Today, I review, link to, and excerpt from Hypercalcemia: etiology and management. [PubMed Abstract] [Full-Text HTML] [Full-Text PDF]. Amanda DeMauro Renaghan, Mitchell H Rosner. Nephrology Dialysis Transplantation, Volume 33, Issue 4, April 2018, Pages 549–551, https://doi.org/10.1093/ndt/gfy054
All that follows is from the above resource.
INTRODUCTION
Hypercalcemia (defined as a serum calcium level >10.5 mg/dL or 2.5 mmol/L) is an important clinical problem [1]. Among the causes of hypercalcemia, primary hyperparathyroidism (PHPT) and malignancy are most common, accounting for 80–90% of cases. PHPT is the major cause of hypercalcemia in the ambulatory population, comprising up to 60% of cases, while malignancy represents the leading cause in hospitalized patients (54–65%) [2]. Hypercalcemia may occur in up to 30% of patients with cancer and portends a worse prognosis [3].

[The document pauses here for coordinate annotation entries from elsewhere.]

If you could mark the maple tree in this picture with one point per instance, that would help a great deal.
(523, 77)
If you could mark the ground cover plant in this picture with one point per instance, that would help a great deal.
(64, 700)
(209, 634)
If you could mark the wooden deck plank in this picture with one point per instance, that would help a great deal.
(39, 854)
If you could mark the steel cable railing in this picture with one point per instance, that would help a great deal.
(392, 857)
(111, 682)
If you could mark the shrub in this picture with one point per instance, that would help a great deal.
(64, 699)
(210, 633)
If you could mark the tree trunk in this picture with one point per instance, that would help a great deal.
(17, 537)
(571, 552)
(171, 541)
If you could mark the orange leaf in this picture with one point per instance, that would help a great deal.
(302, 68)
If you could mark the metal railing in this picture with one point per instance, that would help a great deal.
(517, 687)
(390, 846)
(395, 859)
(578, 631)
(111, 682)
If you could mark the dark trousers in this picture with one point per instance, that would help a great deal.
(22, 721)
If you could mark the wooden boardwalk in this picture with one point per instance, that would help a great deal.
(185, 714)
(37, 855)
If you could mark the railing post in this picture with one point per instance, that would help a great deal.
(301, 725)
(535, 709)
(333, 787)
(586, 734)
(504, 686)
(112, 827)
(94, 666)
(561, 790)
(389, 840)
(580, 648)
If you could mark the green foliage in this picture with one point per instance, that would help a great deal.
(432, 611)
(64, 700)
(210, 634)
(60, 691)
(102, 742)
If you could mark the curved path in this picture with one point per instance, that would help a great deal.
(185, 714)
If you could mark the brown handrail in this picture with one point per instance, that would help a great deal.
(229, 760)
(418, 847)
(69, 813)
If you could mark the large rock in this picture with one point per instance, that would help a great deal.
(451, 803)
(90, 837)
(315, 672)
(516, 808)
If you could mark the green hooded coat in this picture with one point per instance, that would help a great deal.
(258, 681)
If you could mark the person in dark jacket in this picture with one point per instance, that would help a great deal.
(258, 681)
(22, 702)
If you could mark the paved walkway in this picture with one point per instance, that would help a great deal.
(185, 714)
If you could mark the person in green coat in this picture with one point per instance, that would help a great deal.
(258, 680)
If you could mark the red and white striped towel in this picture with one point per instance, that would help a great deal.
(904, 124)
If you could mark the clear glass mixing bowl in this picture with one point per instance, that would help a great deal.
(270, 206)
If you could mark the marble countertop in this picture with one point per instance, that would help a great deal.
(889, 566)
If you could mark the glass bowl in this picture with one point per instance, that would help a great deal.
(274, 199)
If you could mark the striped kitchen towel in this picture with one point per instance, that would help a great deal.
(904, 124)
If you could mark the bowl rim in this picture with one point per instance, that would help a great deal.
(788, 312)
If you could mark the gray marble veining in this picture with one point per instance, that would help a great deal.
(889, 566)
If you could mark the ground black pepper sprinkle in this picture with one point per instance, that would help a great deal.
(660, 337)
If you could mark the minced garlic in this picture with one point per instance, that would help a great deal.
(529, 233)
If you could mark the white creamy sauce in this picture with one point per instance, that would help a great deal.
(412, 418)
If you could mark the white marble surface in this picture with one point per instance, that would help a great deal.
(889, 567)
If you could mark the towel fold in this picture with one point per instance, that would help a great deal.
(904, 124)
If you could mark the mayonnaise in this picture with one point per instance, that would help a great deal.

The clinical presentation of hypercalcemia is influenced by the rapidity of onset as well as severity. Symptoms are nonspecific and include fatigue, weakness, nausea, vomiting, abdominal pain, bone pain, polyuria and confusion, as well as coma in severe cases. Hypercalcemia may cause cardiac arrhythmias, renal vasoconstriction, volume depletion with acute kidney injury (AKI) and nephrogenic diabetes insipidus (NDI) [1, 4].